Our results raise the possibility that the promotive effects of soil biota on above- and belowground competitive abilities for the invasive plant may differ and depend on the origin of soil biota. However, it is unclear about whether and how the presence of interspecific competition changes the composition of soil biota, such as fungi, bacteria and nematode, because we did not sequence and characterize their composition. Thus, we provide no evidence of the linkages between those competitor-induced changes in soil biota and the outcomes of plant-soil interactions for both native and alien species as before (Lu et al. 2018; Wang et al. 2021). Moreover, all findings of our greenhouse experiment (e.g. plant growth and effects of soil biota) may occur when grown in soils from five sites as the impact of soil sample site as a random factor was not significant, which can explain the successful invasion and high-latitude expansions of the invader A. philoxeroides in China (Lu et al. 2018). Given that results of plant-soil interactions under controlled greenhouse may be inapplicable in natural systems (Kulmatiski et al. 2008; De Long et al. 2019), further field studies are required to verify our findings for multi-pair phylogenetically related native and alien species, and to test its potential in controlling alien species and protecting native species.

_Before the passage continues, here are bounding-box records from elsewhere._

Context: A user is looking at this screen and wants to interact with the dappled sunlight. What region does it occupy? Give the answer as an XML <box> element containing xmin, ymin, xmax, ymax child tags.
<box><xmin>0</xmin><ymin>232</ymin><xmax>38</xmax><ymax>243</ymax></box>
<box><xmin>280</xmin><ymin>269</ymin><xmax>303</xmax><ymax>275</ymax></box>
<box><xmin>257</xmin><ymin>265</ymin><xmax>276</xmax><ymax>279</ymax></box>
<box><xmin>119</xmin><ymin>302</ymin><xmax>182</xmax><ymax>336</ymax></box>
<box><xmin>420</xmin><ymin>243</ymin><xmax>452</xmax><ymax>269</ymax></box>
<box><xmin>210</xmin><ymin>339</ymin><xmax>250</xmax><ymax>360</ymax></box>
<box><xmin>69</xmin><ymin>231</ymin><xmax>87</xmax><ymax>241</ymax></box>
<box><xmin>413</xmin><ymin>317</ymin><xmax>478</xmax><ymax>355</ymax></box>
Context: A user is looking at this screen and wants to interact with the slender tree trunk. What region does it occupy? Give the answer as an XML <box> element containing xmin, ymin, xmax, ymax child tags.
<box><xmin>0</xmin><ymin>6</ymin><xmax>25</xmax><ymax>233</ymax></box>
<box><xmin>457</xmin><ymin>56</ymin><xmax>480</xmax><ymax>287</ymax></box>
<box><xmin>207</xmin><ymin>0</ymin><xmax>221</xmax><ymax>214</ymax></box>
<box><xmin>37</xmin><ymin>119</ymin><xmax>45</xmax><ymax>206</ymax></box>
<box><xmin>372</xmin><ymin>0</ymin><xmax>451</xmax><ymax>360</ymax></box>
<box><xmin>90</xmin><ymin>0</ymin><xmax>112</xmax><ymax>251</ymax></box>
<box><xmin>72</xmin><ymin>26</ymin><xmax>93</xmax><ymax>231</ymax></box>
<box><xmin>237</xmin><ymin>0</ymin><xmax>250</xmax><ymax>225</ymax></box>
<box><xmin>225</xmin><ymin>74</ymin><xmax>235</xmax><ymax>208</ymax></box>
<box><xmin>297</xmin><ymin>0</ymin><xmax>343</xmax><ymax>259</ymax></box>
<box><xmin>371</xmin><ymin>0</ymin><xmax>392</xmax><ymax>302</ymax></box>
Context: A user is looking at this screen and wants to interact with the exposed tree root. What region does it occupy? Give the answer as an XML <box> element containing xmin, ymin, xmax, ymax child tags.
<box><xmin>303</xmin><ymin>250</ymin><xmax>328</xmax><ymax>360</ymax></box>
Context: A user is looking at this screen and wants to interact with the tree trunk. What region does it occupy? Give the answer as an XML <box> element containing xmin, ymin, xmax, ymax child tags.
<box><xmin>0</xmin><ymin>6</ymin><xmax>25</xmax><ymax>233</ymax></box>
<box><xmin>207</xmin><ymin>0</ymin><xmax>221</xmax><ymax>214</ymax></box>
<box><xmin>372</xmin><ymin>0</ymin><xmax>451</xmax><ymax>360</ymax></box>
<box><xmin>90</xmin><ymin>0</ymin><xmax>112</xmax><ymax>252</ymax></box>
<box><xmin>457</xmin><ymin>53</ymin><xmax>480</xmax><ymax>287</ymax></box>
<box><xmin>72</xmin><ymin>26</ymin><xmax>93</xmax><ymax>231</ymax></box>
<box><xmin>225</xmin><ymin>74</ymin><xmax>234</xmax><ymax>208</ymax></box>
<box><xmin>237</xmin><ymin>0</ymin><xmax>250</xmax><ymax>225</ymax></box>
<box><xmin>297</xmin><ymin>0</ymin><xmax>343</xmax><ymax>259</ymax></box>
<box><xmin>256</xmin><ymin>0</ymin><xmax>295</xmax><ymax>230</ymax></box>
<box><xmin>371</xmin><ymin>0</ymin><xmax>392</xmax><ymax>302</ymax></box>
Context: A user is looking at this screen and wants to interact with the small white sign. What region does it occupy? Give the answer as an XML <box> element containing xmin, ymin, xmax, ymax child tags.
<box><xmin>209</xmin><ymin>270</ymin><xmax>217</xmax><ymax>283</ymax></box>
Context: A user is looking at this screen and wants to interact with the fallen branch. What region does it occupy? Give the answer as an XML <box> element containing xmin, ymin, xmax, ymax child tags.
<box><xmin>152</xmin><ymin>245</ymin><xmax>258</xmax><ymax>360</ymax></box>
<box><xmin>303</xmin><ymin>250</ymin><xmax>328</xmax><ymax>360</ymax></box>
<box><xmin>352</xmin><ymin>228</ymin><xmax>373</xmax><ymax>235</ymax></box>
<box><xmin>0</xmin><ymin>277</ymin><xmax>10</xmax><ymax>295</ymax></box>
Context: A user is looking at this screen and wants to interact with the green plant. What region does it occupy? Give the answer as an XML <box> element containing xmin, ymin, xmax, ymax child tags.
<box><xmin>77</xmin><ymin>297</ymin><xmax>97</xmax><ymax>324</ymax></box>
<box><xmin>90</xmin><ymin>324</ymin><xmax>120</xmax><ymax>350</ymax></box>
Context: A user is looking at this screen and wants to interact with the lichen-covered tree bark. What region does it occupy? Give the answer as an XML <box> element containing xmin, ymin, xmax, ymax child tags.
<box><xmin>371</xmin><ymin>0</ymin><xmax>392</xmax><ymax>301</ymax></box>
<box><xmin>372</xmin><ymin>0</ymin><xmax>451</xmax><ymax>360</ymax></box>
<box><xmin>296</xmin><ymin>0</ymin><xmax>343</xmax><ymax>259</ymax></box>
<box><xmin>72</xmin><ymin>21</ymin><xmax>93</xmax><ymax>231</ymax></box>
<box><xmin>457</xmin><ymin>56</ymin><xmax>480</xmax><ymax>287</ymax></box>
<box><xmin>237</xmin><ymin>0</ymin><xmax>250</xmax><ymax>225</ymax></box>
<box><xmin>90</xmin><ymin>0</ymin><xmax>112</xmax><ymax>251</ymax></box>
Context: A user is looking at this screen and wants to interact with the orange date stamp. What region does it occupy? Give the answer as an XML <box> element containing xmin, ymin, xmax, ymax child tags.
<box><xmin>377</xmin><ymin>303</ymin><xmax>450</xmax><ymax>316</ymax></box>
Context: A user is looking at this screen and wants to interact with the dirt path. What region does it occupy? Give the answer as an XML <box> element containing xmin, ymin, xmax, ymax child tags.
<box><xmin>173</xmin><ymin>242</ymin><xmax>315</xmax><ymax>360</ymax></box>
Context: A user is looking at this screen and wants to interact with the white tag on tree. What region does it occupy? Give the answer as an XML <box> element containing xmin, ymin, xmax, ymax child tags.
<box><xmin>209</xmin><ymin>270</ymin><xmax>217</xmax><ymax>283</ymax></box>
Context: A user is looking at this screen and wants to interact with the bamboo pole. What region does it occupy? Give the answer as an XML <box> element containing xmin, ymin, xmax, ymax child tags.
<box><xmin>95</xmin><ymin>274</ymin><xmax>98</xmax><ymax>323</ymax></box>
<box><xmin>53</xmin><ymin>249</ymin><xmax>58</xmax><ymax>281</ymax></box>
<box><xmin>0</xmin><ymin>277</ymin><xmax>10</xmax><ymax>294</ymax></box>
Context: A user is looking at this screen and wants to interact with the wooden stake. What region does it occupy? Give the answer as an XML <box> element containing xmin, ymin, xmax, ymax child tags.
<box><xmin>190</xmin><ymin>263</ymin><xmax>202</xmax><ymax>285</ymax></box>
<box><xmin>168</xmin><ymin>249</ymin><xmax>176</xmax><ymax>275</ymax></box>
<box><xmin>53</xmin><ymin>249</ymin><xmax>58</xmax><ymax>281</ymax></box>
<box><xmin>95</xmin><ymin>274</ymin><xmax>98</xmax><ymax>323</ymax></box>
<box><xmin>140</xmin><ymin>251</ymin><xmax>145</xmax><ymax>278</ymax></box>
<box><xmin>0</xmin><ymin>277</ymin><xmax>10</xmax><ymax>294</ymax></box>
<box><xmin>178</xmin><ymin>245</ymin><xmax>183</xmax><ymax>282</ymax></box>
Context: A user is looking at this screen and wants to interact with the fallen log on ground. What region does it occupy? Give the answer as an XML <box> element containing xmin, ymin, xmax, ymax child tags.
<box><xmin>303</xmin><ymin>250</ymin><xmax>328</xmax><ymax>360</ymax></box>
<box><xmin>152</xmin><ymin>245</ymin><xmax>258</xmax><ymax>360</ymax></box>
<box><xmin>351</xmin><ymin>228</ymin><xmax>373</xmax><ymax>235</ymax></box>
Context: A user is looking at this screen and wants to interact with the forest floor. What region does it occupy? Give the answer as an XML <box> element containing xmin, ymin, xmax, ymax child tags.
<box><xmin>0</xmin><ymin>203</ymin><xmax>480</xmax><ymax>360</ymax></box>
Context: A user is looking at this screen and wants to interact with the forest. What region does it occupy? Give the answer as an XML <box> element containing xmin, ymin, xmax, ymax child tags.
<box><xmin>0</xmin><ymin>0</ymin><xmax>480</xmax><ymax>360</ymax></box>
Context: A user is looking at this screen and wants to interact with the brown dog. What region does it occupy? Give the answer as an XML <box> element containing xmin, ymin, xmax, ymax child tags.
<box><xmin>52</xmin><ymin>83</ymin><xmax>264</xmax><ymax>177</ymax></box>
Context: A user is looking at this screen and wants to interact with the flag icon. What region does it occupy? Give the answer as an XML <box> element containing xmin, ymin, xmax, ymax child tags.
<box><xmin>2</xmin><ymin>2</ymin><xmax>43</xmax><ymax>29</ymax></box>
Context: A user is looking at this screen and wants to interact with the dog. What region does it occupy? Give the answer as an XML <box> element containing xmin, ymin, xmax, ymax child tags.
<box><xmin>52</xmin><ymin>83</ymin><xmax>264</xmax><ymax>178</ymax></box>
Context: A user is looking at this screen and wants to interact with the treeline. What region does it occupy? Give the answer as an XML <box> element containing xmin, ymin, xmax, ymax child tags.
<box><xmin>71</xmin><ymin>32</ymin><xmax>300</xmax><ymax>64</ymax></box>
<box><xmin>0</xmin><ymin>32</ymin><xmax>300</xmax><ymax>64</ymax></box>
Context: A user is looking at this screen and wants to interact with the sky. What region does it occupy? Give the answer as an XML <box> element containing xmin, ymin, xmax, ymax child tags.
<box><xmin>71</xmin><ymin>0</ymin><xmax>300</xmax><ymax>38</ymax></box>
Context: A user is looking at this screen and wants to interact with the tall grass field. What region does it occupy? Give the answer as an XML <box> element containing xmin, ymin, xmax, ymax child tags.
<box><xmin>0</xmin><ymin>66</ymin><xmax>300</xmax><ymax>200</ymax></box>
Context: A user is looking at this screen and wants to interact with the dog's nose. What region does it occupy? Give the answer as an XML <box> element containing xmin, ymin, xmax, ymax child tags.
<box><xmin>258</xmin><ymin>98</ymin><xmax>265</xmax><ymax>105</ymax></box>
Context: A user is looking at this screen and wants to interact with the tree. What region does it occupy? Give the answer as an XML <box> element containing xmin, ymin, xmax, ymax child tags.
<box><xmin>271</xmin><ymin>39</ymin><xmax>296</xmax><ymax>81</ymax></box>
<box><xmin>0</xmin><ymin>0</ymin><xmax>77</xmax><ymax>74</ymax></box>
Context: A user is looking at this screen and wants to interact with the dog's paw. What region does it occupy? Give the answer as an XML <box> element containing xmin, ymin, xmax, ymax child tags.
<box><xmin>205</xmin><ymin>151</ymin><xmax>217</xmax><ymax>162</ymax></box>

In summary, our study shows that the presence of the invasive species can relieve the native species from negative plant-soil interactions regardless of soil origin, which in turn promotes its total and shoot growth. However, soil biota promoted root growth for the invasive species in the presence of its native congener only when planted in its home soils. Hence, the native species accumulated more total and shoot mass, but less root mass than its invasive competitor only in the presence of soil biota. These results suggest that plant shoots and roots displayed asymmetrical responses to the interactive impacts of soil biota and interspecific competition, which emphasizes the necessity of exploring plant-soil interactions from a whole-plant perspective.